Background: The aim of this meta-analysis was to estimate the survival after immediate complete lymph node dissection (CLND) compared to observation only (OO) or delayed CLND in patients with melanoma and lymph node metastasis.

Materials And Methods: A systematic search was performed in: PubMed, Web of Science, Cochrane Library, CINAHL, Clinical trials and Embase. Eligible studies were randomized controlled trials (RCTs) comparing: CLND with OO, or immediate CLND with delayed CLND.
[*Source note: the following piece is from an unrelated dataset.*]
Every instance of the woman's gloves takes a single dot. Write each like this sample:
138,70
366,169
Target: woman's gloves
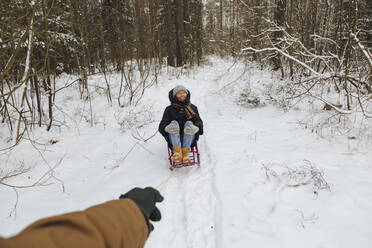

Results: Four RCTs were included. There was no difference in melanoma-specific survival (MSS) (HR=0.91, 95% CI=0.77-1.08, p=0.29). In a sensitivity analysis, MSS was higher after immediate CLND compared to delayed CLND in patients with nodal metastasis (HR=0.63, 95% CI=0.35-0.74, p=0.0004) without evidence of heterogeneity.

Conclusion: CLND appears to have no additional survival benefit after SNB compared to OO. However, subgroup analysis suggests a time-dependent benefit for early surgical lymph node removal compared to delayed or none.